De nombreuses autres méthodologies de projet sont fréquemment confondues avec Agile ou Scrum. Examinons deux des plus courantes qui offrent des approches distinctes.
Scrum vs Kanban
Tout comme Scrum, Kanban est un autre cadre agile populaire. La principale différence est que Kanban met l’accent sur un flux de travail visuel pour gérer et présenter en continu les progrès d’une équipe. Sur un tableau Kanban, chaque élément de travail, une tâche ou une user story, est représenté par une carte. Le tableau comporte également des colonnes pour indiquer le statut des tâches : À faire, En cours, En cours de test, Terminé. Lorsque l’équipe travaille sur chaque tâche, la carte correspondante passe à la colonne suivante jusqu’à sa finalisation.
Plutôt que d'établir un nombre fixe de tâches pour former un sprint, comme c’est le cas avec Scrum, Kanban établit des limites de travail en cours (WIP), un nombre maximum de cartes qui peuvent se trouver dans chaque colonne. Si une équipe a déjà atteint ce quota, elle ne peut pas ajouter davantage de travail de la liste d’attente du projet tant que le travail en cours n’est pas terminé, forçant ainsi l'équipe à se concentrer sur la continuité et l’accomplissement des tâches.
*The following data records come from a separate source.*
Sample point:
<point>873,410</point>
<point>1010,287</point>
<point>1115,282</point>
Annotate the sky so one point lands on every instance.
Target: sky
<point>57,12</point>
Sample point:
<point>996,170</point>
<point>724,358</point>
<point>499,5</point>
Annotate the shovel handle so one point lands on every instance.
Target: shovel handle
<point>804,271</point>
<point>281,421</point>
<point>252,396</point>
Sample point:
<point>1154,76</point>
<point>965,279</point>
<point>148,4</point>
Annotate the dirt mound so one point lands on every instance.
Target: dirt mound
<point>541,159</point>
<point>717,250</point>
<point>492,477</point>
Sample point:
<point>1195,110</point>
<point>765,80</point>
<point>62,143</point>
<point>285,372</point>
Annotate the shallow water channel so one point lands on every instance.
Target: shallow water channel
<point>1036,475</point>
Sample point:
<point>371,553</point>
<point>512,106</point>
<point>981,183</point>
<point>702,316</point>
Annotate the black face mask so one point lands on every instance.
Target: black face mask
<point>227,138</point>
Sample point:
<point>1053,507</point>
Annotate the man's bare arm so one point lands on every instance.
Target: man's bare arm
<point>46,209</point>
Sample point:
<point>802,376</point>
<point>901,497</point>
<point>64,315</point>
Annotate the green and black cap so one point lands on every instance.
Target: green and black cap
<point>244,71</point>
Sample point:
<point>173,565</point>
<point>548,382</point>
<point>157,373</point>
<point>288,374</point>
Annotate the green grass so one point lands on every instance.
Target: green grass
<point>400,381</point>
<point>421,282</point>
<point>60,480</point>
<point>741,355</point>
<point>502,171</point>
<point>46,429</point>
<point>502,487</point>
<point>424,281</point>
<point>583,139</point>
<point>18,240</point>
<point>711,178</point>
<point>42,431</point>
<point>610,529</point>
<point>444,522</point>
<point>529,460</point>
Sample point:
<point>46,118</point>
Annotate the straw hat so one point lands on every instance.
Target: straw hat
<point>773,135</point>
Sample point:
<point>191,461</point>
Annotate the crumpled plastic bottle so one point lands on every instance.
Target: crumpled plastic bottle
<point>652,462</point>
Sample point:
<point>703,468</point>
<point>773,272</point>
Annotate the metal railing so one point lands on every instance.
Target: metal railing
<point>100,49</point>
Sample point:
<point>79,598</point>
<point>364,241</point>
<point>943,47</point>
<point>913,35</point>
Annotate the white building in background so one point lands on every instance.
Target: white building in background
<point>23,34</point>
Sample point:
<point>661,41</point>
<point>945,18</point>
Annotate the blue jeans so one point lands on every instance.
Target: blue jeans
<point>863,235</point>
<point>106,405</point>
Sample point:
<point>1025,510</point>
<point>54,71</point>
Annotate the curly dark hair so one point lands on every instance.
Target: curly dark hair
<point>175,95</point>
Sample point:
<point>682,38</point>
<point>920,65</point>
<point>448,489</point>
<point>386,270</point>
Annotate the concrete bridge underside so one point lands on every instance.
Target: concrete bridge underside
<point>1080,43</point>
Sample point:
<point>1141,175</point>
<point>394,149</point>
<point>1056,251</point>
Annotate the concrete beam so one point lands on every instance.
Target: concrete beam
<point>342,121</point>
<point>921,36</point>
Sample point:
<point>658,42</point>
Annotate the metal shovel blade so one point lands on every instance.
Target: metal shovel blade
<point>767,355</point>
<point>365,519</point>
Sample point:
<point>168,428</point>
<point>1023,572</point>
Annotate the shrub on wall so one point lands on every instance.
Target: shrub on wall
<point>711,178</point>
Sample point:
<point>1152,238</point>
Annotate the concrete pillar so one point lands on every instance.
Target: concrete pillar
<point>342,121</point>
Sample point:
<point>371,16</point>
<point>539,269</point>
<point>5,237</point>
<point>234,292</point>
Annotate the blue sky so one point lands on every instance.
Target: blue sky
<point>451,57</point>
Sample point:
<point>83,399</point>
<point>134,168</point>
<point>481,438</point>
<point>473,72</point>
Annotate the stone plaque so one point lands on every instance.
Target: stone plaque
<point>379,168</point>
Contrairement à Scrum, Kanban n’a pas de rôles d’équipe prédéfinis, de sprints de durée fixe ou de réunions d’équipe obligatoires — bien que de nombreuses équipes Kanban organisent quand même des réunions quotidiennes. Les membres de l’équipe Kanban collaborent pour livrer les tâches selon un système basé sur les besoins et la stratégie pull, favorisant la continuité du flux et la flexibilité.
Agile vs Waterfall
Waterfall est une approche plus traditionnelle et linéaire de gestion de projets caractérisée par une portée, un planning et un budget fixes — ce qui la distingue fondamentalement d’Agile. Contrairement à Scrum et Kanban, Waterfall n’est pas une stratégie de gestion de projets agile. Elle emploie une approche descendante, collectant toutes les exigences client en amont et créant un plan de projet complet et détaillé avant le début du développement. Dans la méthode Watetrfall, les stakeholders ne sont généralement pas activement impliqués dans le processus de développement jusqu’à ce que les points de révision clés soient atteints.
Plutôt que de livrer rapidement de petites portions de travail, Waterfall se concentre sur l’achèvement de l’ensemble du projet, ce qui peut prendre des mois voire des années. Cette méthodologie privilégie une planification exhaustive avant le début de tout travail, de manière à ce qu'aucun changement ou mise à jour ne soit nécessaire une fois le développement en cours. Le respect d’une portée fixe signifie que les projets Waterfall sont livrés de manière séquentielle et prévisible.
Alors qu’Agile met l’accent sur les tests continus tout au long des cycles itératifs, Waterfall réserve généralement l'étape d’assurance qualité à la toute fin du projet, une fois toutes les étapes de développement achevées. Bien que cette méthode permette aux développeurs de rester concentrés sur les exigences initiales, cela peut aussi conduire à des corrections plus longues et plus coûteuses si des erreurs importantes sont découvertes tardivement dans le cycle de vie du projet.
La méthodologie Waterfall convient généralement bien aux projets reposant sur des exigences très stables et bien définies, ou bien sur des besoins stricts de conformité réglementaire. Les méthodologies agiles, à l’inverse, permettent d'accorder aux équipes plus de flexibilité, en particulier lorsque les exigences sont susceptibles d’évoluer.